Engøy’s Vast Experience Holds Promise for West
Cross Cultural Ministry
“I want to teach people that differences are valuable,” says Geir Engøy, the West’s Territorial Cross Cultural director “God reveals himself in different cultures, through all of us.”
Crossing cultures is nothing new to Engøy. Born in Denmark to officer parents, he spent his youth in Norway and served as a Salvation Army officer for 10 years after attending the Army’s International Training College in London. Five of those years were in appointments in Norway and five in Spain, where he was–among other things–a teacher and assistant training principal at the School for Officer Training. Along the way, he’s learned to read, write and speak in Norwegian, English and Spanish, and can communicate in German, Danish and Swedish.
While a double major from Asbury College in Cross Cultural Communica-tion/Missions and Sociology provided “book learning,” it was serving in Spain and Norway, he says, that provided the practical experience he needed to be effective cross culturally. That experience is now being put to use in the West. The Western Territory has 21 language groups, he notes, which brings a richness to the fabric of The Salvation Army.
That richness provides the opportunity for Salvationists to get out of their comfort zones and learn from each other, a key point in Engøy’s approach to cross culturalism. “The Holy Spirit sets people free to worship within their cultural context. It’s not a necessity to take on American culture to be a Christian. People should be politely curious of each other.”
That curiosity should then move people toward accepting those of other cultures and enable them to express Salvationism within their culture.
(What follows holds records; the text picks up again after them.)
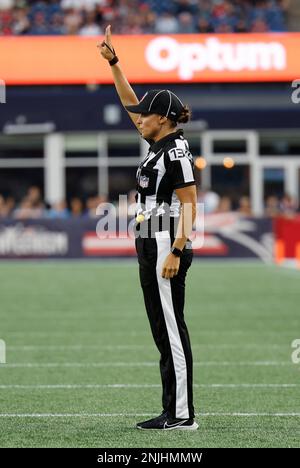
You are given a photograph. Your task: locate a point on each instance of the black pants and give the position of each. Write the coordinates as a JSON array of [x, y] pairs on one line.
[[164, 301]]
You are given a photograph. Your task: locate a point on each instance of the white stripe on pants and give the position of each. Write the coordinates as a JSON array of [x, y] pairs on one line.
[[164, 285]]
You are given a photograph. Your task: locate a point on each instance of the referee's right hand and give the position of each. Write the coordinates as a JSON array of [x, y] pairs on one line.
[[104, 50]]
After all, he says, we meet together at the cross of Christ. “The cross is the basis for all cross cultural ministry. It impacts discrimination and racism. As you learn who ‘they’ are, you learn other world views and discover your own world views. We really are one in Christ.”
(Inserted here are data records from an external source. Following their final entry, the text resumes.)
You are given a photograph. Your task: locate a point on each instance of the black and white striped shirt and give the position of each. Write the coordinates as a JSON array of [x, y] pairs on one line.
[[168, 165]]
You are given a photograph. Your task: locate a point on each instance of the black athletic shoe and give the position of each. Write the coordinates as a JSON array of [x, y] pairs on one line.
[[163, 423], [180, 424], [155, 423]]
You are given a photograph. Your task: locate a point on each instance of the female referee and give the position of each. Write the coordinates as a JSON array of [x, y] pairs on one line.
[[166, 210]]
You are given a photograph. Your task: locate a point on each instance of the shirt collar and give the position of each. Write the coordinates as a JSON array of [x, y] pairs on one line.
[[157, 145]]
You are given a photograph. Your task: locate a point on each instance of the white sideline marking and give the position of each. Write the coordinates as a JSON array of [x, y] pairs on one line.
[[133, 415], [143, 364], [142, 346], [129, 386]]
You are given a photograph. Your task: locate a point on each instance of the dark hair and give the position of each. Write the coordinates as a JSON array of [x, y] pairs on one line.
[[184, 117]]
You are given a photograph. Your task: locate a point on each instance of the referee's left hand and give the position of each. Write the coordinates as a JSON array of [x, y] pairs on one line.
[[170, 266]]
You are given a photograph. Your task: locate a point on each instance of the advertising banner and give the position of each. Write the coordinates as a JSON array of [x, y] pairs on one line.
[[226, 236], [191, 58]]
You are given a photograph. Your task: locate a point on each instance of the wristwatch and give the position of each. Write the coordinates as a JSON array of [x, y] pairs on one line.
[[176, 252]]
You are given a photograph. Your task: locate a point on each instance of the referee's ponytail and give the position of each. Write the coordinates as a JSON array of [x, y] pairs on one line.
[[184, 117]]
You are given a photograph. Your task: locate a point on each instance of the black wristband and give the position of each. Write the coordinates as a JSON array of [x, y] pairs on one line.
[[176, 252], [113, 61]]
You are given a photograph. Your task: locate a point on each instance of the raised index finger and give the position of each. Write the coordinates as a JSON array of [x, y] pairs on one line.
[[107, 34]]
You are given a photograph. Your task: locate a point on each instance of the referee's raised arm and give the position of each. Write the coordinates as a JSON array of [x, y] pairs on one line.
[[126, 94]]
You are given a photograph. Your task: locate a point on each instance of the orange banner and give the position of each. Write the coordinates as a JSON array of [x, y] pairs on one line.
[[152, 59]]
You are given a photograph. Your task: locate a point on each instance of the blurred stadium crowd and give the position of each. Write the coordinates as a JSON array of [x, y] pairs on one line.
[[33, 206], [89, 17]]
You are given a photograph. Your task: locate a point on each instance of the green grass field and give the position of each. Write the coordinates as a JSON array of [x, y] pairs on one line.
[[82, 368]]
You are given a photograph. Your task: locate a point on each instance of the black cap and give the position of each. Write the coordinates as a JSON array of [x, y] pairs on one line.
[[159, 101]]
In order to address cross cultural issues effectively, Geir will be traveling throughout the territory to talk with Salvationists and determine their needs and concerns. “One thing we’re seeing now is that we must encourage more local leadership. We can’t have ‘cultural imperialism’ from England’.” He notes there is an increase in the translation of Salvation Army materials in the West, including translating Visioning workbooks into Chinese, Korean, Laotian and Spanish.
For those who might feel some irony in a Scandinavian Salvationist directing the Cross Cultural ministry of the Army in the Western Territory, Geir sees nothing strange about it at all. “This isn’t just a job to me,” he says, “it’s what we do every day in my family.” He explains: he was born in Denmark, his wife, Cindy, was born in Seoul, Korea, and sons Greg and David were born in Norway and Kentucky, respectively. “This helps me be objective in my approach,” he admits.